Fukushima No. 1 stable: plant chief

Tepco allows media to visit No. 1 plant site for first time

by Reiji Yoshida

Staff Writer

Making his first public appearance since the nuclear accident at the Fukushima No. 1 power plant in March, the facility’s general manager, Masao Yoshida, apologized for failing to prevent the triple meltdowns but emphasized that conditions at the plant have “definitely been stabilized.”

Yoshida met reporters at the wrecked power station as Tokyo Electric Power Co., the plant’s operator, allowed reporters to visit the facility for the first time since the March 11 earthquake and tsunami triggered the nuclear crisis.

“The first thing I would like to do is to apologize to the people of Fukushima and in the whole of Japan for causing them great trouble,” Yoshida said.

Yoshida has led the workers trying to contain the Fukushima No. 1 plant’s stricken reactors since the first day of the nuclear crisis. He confessed that he almost gave up on several occasions, and in the first days of the disaster he even feared he could die from excessive radiation exposure.

“Several times during the first week of the crisis, I thought I would soon die,” Yoshida said.

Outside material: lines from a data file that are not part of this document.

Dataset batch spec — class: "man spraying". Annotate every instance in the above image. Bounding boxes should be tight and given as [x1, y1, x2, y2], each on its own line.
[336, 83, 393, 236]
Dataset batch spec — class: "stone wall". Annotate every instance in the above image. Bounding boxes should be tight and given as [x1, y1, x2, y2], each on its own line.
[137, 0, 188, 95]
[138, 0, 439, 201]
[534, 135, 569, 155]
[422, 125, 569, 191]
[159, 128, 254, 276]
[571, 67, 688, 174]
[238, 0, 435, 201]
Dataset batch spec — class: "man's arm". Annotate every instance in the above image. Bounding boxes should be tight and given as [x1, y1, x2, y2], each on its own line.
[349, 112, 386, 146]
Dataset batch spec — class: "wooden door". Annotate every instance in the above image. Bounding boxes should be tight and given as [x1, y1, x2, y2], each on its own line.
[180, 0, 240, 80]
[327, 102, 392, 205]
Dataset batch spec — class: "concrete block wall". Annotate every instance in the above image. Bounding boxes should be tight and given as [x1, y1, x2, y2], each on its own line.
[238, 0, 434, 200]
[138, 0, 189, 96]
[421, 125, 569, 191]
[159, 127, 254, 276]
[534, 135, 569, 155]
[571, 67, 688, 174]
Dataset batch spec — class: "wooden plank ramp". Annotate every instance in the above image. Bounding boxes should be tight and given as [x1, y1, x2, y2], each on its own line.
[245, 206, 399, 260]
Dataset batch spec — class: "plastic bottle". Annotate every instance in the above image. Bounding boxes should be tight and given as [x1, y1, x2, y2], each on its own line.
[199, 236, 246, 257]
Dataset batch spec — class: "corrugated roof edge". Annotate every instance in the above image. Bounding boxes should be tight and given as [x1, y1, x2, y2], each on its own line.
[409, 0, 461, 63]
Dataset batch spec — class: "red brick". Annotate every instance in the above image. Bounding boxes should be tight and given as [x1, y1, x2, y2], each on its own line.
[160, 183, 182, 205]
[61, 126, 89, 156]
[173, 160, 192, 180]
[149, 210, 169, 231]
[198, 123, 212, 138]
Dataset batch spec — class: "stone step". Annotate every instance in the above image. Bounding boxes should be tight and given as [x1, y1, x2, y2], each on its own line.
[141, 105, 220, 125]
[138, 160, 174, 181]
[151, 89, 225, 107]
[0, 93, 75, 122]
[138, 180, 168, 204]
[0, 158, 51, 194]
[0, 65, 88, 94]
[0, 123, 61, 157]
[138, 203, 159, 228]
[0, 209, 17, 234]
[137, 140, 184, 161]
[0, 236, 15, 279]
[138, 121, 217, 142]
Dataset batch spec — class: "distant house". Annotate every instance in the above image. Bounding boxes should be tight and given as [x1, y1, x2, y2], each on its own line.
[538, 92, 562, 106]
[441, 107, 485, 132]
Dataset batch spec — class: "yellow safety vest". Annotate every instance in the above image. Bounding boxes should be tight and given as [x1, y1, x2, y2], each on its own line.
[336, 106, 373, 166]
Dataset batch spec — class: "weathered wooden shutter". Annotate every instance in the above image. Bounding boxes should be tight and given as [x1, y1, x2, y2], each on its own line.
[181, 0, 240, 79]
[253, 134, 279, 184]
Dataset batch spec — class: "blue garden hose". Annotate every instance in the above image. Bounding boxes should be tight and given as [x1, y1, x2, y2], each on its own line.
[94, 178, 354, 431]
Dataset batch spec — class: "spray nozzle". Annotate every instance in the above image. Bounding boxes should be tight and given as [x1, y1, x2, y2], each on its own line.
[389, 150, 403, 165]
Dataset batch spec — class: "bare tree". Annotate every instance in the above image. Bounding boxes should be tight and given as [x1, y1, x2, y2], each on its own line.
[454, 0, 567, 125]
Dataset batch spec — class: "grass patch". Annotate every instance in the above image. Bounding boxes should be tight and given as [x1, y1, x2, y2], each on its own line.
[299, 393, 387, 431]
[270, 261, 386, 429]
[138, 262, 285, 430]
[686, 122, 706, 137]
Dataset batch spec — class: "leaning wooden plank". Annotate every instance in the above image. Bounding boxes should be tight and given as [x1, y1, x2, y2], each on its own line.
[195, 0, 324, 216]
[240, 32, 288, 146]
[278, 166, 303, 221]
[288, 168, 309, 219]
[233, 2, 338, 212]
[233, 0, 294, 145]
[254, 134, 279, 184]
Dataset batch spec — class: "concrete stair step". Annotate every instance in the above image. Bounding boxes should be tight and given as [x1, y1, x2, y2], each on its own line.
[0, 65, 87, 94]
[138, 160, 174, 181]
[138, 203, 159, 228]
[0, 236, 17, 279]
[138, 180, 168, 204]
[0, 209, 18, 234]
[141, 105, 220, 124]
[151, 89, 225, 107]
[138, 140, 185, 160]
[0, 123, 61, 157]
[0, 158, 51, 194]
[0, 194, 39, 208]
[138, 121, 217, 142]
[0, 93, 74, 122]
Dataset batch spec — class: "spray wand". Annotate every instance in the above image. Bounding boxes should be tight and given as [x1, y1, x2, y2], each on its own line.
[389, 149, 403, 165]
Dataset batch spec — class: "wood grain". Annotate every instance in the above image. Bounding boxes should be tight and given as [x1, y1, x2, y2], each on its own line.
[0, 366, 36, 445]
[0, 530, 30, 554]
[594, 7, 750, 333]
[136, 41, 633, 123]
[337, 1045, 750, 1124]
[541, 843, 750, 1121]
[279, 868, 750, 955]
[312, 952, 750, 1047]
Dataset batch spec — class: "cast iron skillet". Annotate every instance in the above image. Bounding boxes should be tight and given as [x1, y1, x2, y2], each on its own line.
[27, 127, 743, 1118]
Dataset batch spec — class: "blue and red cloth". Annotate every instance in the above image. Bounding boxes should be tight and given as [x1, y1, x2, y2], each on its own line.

But further hydrogen explosions in the reactor units were prevented and the containment vessels of all three stricken reactors, despite emitting massive amounts of radioactive materials into the environment, have retained most of the melted fuel within the reactor units.

Yoshida pointed out that the temperature at the bottom of the pressure vessels in the three worst-hit reactor units has been kept below 100 degrees for a number of weeks, which means contaminated coolant water is no longer boiling and releasing large amounts of radioactive materials.

“Stabilizing the reactors doesn’t mean the plant can be considered safe. Radiation levels in the compound are still quite high, and it remains dangerous for workers at the site,” Yoshida said. “But the plant has been stabilized sufficiently to ease the fears of local residents to some extent.”

Many nuclear experts basically agree with Yoshida’s views on the current situation at the plant, saying the stable temperatures in the reactors’ pressure vessels makes further large-scale leaks of contaminated materials from the damaged reactors much less likely.

But they also stressed that long-term concerns remain over the strength of the damaged structures and the ad hoc systems that inject coolant water into the plant’s reactors and circulate it, as Tepco will need to keep cooling the reactors with water for at least ten years before the radioactive substances they contain start to decay and weaken, allowing the utility to remove the melted fuel from the reactors.

“In the short-term, it can be said that people don’t need to worry about large emissions of radioactive materials any more,” said Tadashi Narabayashi, a professor of nuclear reactor engineering at Hokkaido University.

“But the coolant water circulation system, which is essential to ensure the safety of the Fukushima plant, has to keep operating smoothly. More work is necessary to protect the plant from another tsunami or earthquake,” Narabayashi told The Japan Times.

On Saturday, two buses carrying reporters, photographers and TV cameramen dressed in white protective gear and wearing full-face masks were allowed to enter the Fukushima plant’s compound. The media tour gave journalists a chance to get close to the damaged reactor buildings and examine their outer structures.

Eight months after 13-meter tsunami swept in from the coast, broken windows still haven’t been repaired in many buildings as Tepco is still concentrating its resources on critical facilities such as the coolant injection and circulation systems for the reactors and the spent fuel pools.

A truck and several other vehicles that were swept up by the monster waves were seen still lying abandoned Saturday near a turbine building facing the sea.

The wrecked reactor buildings, whose iron frames were grotesquely bent and twisted, gave reporters on the media tour an indication of the magnitude of the hydrogen explosion that ripped through the reactor buildings of units 1, 3 and 4 soon after March 11.

The damaged building of unit 4 appeared especially vulnerable in the even of a major aftershock. The upper parts of its concrete walls were almost completely destroyed, and a large crane could be seen above a spent fuel pool.

Kenji Sumita, a professor emeritus at Osaka University and a former deputy chief of the Nuclear Safety Commission of Japan, is also concerned about the vulnerability of the No. 4 unit. “If the spent fuel pool collapses, it would be a disaster,” he said in a phone interview.

Tepco, however, concluded that the quake-resistance of the unit 4 building is sufficient to guard against any large aftershocks, after conducting a computer simulation in May.

In July, Tepco also completed construction of concrete walls and iron pillars that support the bottom part of the spent fuel pool.

On weekdays, about 3,000 workers are undertaking repair work at the Fukushima No. 1 plant, and around 1,500 at weekends.

“What we actually feel here is that the Fukushima No. 1 plant has been stabilized,” Yoshida told Goshi Hosono, minister in charge of the nuclear crisis, during a meeting Saturday at the complex. “If this were not the case, I would refuse to allow thousands of workers to come to the plant and work here.”